Осознав, что этот дурак ее, кажись, недопонял, и взбесился, Такара вдруг оскалилась в широкой, почти довольной улыбке, и радостной козой проскакала к передней левой дверце, осознав, что Рёохей, привыкший к тачкам-японкам пошел не туда. Открыла ворота и только после этого, плюхнувшись на задницу под рычание с заднего сидения Джо, который добрался до сосисек, она зыркнула в сторону Сасагавы, отобрав у него собственные ключи.

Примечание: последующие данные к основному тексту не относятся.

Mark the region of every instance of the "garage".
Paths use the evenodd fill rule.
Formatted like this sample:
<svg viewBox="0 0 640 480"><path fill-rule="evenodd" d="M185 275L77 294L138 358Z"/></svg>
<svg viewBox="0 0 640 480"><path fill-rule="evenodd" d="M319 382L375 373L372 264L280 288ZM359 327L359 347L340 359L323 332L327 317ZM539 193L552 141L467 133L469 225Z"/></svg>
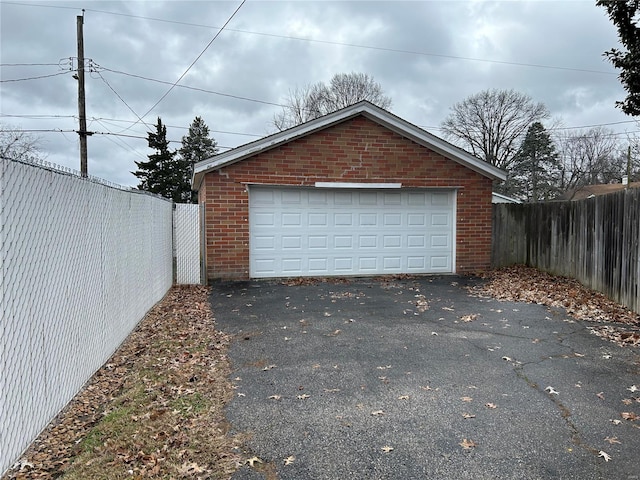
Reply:
<svg viewBox="0 0 640 480"><path fill-rule="evenodd" d="M250 276L449 273L455 192L249 189Z"/></svg>
<svg viewBox="0 0 640 480"><path fill-rule="evenodd" d="M484 270L505 178L359 102L195 165L207 279Z"/></svg>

– Даже не надейся, что теперь я назову их в твою честь! – попыталась рыжая баба отстоять свою вздорность, и с самым суровым выражением лица завела машину. Тихо заболтало включившееся радио. Можно было ехать, но, положив руки на руль, Такара снова зыркнула на придурка рядом. Надо сказать этому уроду все, что она о нем думает! – Знаешь, Сасагава, почему всякие сраные мудаки, типа долбанного Хибари, - она все еще питала к нему особо-нежную любовь, которая с годами не остывала ни на градус, - такими же тупоголовыми мудаками будут считаться гребанными героями, а охуенный Сасагава на всю жизнь останется боксёром, блять? Потому что знают, с какой уродской физиономией произносить две фразы. – Такара нажала на педаль, и, наконец, выехала со двора. – С пафосной, что б аж блевать хотелось, мордой надо уметь говорить: «А я ведь говорил!» и с такой же уродской, только еще презрения добавить: «То-то же, тупица!». Понял?! – рявкнула Такара, повернув башку на Сасагаву и опалив его взглядом так, как будто хотела, чтобы слова ее у него в мозгах отчеканились. Она вот так сверлила его взглядом, и только потом вернула взгляд на дорогу.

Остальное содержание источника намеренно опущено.